Of course, the most apparent objection to Descartes' ontological argument is that our inability to separate one idea from being associated with another idea does not mean that things are the same way in the real world. Even if we pretend that the concept of God does imply necessary existence, we cannot be sure that it is true outside of our own minds. It almost seems as though Descartes is attempting to argue that God's existence is self-evident, which is far from being true for many people (if it were, what is the use of all these "proofs"?).

A priori knowledge is knowledge learned by virtue of its meaning - it is independent of experience. In the 18th century, the philosopher David Hume criticized the suggestion that anything could be proven to exist through an a priori argument:

"1. The only way to prove something a priori is if its opposite implies a contradiction.
  2. If something implies a contradiction, then it is inconceivable.
  3. Everything can be conceived not to exist.
  4. Nothing can be proven to exist a priori, including God." (3)

One needs a reason for assuming that God necessarily exists and for assuming that whatever we imagine to exist must therefore exist. These are not self-evident truths, and it is entirely possible and conceivable that neither of them are true.

III. Kant and Existence

In the 18th century, the German philosopher Immanuel Kant provided his own refutation of the ontological argument in his Critique of Pure Reason (4). Kant basically stated that simply defining what God is does not automatically entail his existence. We can imagine that God has the property of omnipotence or perfection, but existence is not a property. Think of a person and a person that actually exists. There is no difference between the concepts, except for the fact that the person who actually exists can be experienced - we can find out about their location, physical properties, lifespan, etc. Descartes' assertion that a supremely perfect being must exist in order to be a supremely perfect being is erroneous and tautologous in his ontological argument.

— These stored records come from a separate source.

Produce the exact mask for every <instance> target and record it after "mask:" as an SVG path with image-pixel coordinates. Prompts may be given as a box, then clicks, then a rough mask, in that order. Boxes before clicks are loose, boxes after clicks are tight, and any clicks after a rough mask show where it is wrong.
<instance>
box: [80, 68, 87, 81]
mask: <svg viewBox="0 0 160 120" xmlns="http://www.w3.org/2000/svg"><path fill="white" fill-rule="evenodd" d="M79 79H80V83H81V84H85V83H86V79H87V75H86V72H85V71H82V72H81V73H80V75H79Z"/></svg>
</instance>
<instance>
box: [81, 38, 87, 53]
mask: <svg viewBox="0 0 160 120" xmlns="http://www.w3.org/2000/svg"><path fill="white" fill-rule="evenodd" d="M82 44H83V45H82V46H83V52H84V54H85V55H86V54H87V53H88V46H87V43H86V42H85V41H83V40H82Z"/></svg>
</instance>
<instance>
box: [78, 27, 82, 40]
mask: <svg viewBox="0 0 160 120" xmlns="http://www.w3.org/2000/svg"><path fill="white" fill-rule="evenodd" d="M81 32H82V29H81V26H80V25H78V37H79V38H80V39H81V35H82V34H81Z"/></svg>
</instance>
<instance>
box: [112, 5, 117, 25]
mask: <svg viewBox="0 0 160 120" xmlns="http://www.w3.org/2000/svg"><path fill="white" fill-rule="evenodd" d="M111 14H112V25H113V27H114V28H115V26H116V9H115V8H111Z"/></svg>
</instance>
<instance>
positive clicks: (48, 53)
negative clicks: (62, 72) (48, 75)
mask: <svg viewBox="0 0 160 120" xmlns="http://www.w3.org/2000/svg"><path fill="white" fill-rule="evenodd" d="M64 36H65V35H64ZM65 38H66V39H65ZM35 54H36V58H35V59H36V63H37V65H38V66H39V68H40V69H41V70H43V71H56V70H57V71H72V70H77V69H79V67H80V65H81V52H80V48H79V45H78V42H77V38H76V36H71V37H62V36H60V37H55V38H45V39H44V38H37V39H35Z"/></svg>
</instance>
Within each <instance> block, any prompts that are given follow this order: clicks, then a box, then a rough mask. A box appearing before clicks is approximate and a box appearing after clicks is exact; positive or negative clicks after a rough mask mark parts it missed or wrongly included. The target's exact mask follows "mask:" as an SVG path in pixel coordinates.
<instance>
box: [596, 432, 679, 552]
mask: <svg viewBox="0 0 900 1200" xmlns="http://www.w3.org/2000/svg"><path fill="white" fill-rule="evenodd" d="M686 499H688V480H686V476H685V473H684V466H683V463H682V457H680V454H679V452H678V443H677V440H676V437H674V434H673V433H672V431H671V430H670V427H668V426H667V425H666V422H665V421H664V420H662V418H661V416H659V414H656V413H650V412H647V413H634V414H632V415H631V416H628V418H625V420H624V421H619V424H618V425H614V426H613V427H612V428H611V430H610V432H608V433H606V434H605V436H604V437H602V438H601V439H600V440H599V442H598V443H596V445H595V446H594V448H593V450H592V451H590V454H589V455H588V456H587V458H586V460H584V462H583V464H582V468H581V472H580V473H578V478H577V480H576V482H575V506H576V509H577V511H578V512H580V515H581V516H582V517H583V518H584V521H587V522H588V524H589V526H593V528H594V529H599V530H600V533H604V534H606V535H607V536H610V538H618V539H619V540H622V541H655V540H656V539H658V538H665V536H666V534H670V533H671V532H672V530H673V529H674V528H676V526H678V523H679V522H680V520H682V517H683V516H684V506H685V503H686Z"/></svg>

The question of God's existence is related to whether our concept of God corresponds with anything in the real world. We say that something exists when we have experience of it in space and time, but it is quite impossible to make such an assertion of God, and it certainly requires some empirical evidence to be even slightly convincing to non-believers. For reasons like these, the several different formulations of the ontological argument fail, as do many of the other arguments for God's existence. They are structured on many assumptions and hypotheticals, rarely even touching on solid ground for the spatio-temporal presence or experience of God that they purport to be demonstrating.

Sources:

1. Anselm. (1078) Proslogion. Chapter II
2. Descartes, R. (1641) Fifth Meditation. AT 7:65; CSM 2:45.
3. Hume, D. (1779) Dialogues Concerning Natural Religion. Part IX.
4. Kant, I. (1787) Critique of Pure Reason.